The person that used to be able to hike, or party, or what ever you used to do, can’t do a lot of that stuff now. For a lot of you, the new you is in constant pain, weak, barely able to walk up a flight of stairs, always tired, just wanting to curl up in a couch and close your eyes to the outside world. But the outside world can’t understand that, can they? No one can understand what you are going through. No one but you. Not even someone else that may have the same illness as you because everyone experiences life differently no matter what.

Then there comes the time when that friend or coworker or family member can no longer understand or accept the new you. They either start to pull away, or they start to be different with you, questioning you, criticizing you. And it is that point you have to realize that you need to let them go. As much as you hate it, and how good a relationship you had before, it’s time to say goodbye.

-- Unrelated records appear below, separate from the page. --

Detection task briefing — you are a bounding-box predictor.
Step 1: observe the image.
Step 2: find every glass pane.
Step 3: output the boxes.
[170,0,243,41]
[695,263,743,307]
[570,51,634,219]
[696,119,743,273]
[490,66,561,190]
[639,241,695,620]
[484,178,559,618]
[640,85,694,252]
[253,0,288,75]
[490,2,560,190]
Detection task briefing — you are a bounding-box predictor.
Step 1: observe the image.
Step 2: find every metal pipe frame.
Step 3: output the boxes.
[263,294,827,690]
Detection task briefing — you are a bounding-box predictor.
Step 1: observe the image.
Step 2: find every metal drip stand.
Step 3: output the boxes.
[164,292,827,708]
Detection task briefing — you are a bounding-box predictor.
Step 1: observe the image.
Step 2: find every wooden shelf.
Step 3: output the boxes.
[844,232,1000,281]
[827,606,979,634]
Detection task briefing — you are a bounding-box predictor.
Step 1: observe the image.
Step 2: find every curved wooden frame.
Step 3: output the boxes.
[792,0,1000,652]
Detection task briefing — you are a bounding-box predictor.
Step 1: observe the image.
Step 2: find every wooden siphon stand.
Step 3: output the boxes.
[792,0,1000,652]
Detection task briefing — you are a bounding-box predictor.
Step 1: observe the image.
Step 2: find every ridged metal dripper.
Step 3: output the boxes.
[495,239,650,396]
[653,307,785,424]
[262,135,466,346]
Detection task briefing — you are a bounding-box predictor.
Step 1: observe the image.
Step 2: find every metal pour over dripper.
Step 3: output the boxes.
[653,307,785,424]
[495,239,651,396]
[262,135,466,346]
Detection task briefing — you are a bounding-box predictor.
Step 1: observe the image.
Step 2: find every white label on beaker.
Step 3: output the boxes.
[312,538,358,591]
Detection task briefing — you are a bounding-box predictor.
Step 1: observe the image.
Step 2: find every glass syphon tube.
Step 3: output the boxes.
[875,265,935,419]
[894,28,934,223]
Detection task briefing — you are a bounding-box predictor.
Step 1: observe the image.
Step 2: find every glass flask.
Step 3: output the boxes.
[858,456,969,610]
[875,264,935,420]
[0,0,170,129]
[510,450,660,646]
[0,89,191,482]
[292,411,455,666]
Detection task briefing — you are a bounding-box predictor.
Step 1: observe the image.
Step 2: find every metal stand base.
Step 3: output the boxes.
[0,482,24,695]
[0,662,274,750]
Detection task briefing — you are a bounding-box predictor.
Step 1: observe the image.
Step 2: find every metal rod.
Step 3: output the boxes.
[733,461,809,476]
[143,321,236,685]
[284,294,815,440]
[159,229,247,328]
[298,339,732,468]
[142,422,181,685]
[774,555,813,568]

If someone is unable to grow with you, and only wants you to be the person that they knew before you got your chronic illness, then they are a negative thorn in your side, and what they will do is actually hinder your healing process.

People always ask my wife and I what is the secret to our relationship. We are together now thirty three years, and all I can say is that first we are friends, best friends. We laugh a lot together and talk constantly. We also give each other the other the space to change and accept the change. My wife is not the same person I met thirty two years ago. I fell in love with that sixteen year old girl, and I constantly fall in love with every new version of her that comes along. And it’s the same for her too. You have to learn to accept people for who they are right now. Not the person that you knew way back when.

We all have to learn to live in the present, and have a relationship with someone for the now. Don’t look to the past of how you were, because that is never going to happen again. And sometimes when people change, we don’t like the new person we see, and that’s okay too. Relationships are like a cup of coffee. When you first get that hot cup of coffee, it’s delicious, hot, exciting. And then as time goes on, as the cup sits in your car’s cup holder, it cools down. The coffee changes. Either you say that’s okay, I like the coffee that way, or you say, I only want the coffee how I first got it, and you let it go. You could try to change the coffee back to what it was and add hot water, but it will never go back to what you first had. It will just be a watered down version of what you originally enjoyed. So, learn to let go without the guilt. And learn to be released without the hate or self flagellation.

3 Comments Add yours

  1. Fantastic! I don’t know what else to say.

    Like

  2. Tina Radelet says:

    Thank you for sharing your journey. It makes my own a little easier knowing there are others out there. I was diagnosed with cardiac sarcoidosis in summer of 2014, and I think I’m still in a state of shock and denial. It has definitely been life changing! Leaving relationships behind, as I move forward on my own path is difficult but necessary. Thank you for this blog!

    Liked by 1 person

    1. Basil Rene says:

      Hi Tina. Sorry to hear about your diagnosis. I wish i can say it gets easier, but major life changes are never really easy are they? But you do get used to it after a while. Best of luck!